ねこと流星は彼のすべて。

私はハッとして画面を見る。



『^々(♪#☆』



あの番号だった。



「もッ、もしもし?!」



久しぶりでどきどきした。



『あッ、もしもし?』



ウジ虫の声で安心した私がどこかにいた。



「…元気だった?どうしたの?なんかあった?」



心配性の母親みたいになる。


他人だけども。



『お仕事がね最近増えたの!』



それはいい事だ!



『それで君にお礼が言いたかったの』



またか!!可愛い!!!!くそ!!



『仕事が増えてお礼言うの伸びちゃってさ』



「いやいや、大丈夫だよ
それにそれは自分で頑張ったんだから
私のおかげなんかじゃないって」



『ううん、君のおかげだよ
励まされたから頑張れたもん!』



可愛い!!『もん』!!ぬわッ!!



『あと、それに名前も聞くの
ずっと忘れちゃってたから…』



「うわ、私もずっとそれ思ってた」



私とウジ虫はお互いに笑った。



「私は、なずな」



とりあえず下の名前だけ。



『なずな、か!可愛い名前だね』



珍しくそんなことを言われた気がする。


なんか照れる。



『あ、待って忘れるうちに言わせて!』



ウジ虫が自分の名前を名乗る前に
言いたいことがあるよう。



『…明日、暇?』



「うん、まあ暇かな?」



『××駅の近くにあるお店に
なずなを連れてってあげたいんだ…!』



都会の駅名を述べたあたり
オシャレそうなお店な気がする。


そして呼び捨て。可愛い。

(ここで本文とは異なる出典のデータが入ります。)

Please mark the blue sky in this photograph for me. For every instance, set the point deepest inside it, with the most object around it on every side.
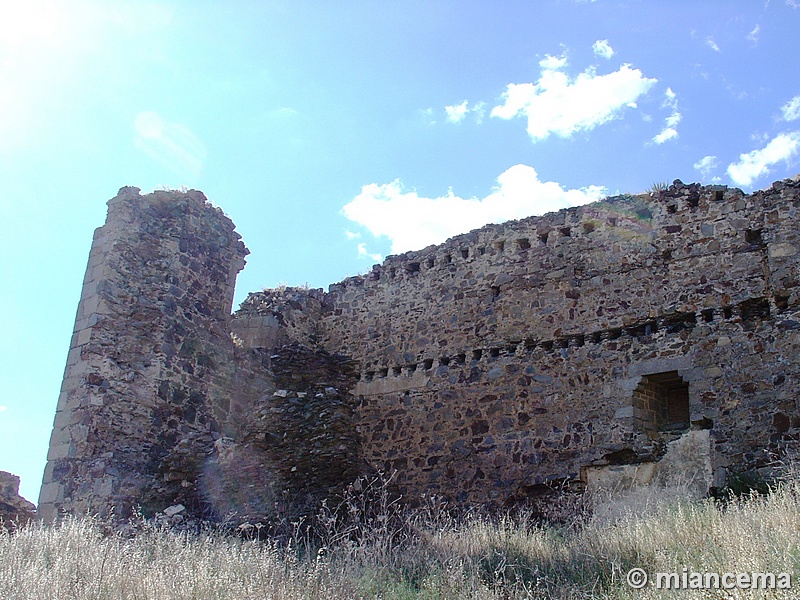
(335, 133)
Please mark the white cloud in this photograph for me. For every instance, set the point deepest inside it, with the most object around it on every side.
(561, 106)
(553, 63)
(671, 122)
(756, 163)
(173, 145)
(791, 110)
(363, 253)
(457, 112)
(411, 221)
(603, 49)
(706, 166)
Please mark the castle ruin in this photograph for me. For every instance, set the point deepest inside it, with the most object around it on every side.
(612, 340)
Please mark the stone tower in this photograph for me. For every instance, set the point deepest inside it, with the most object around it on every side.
(150, 353)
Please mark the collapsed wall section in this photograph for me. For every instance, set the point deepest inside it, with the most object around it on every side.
(147, 381)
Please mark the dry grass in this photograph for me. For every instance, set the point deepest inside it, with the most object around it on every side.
(372, 550)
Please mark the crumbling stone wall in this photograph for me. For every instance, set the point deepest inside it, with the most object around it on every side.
(15, 511)
(508, 357)
(146, 385)
(555, 348)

くそ。


まあ暇だし、もし万が一、
待ち合わせの場所にいた人が
犯罪の臭いむんむんだったら帰ろう。



「うん、いいよ、××駅ね?」



まあこのウジ虫は
悪いやつでは無さそうだし。



『やった、ありがとう!
あ、俺『アサギリ』って言うんだ!
多分明日は黒っぽい服装してる!』



『アサギリ』?何故に苗字なんだろう。



「分かった、何時にする?」



『そうだな〜、色んなとこ回りたいから
8時〜…だと早い…?』



早いような気もするけど
色んなところに行きたいんだろう。



「いいよ!8時に××駅ね」



『うん!楽しみにしてる!じゃあね!』



「おやすみ〜」



そういって切った。


今度こそウジ虫の名前が聞けた。



『アサギリ』



そう登録しといた。





まあ私は明日着ていく服だとか
少し化粧をしようだとか
そんなことしか考えてなかった。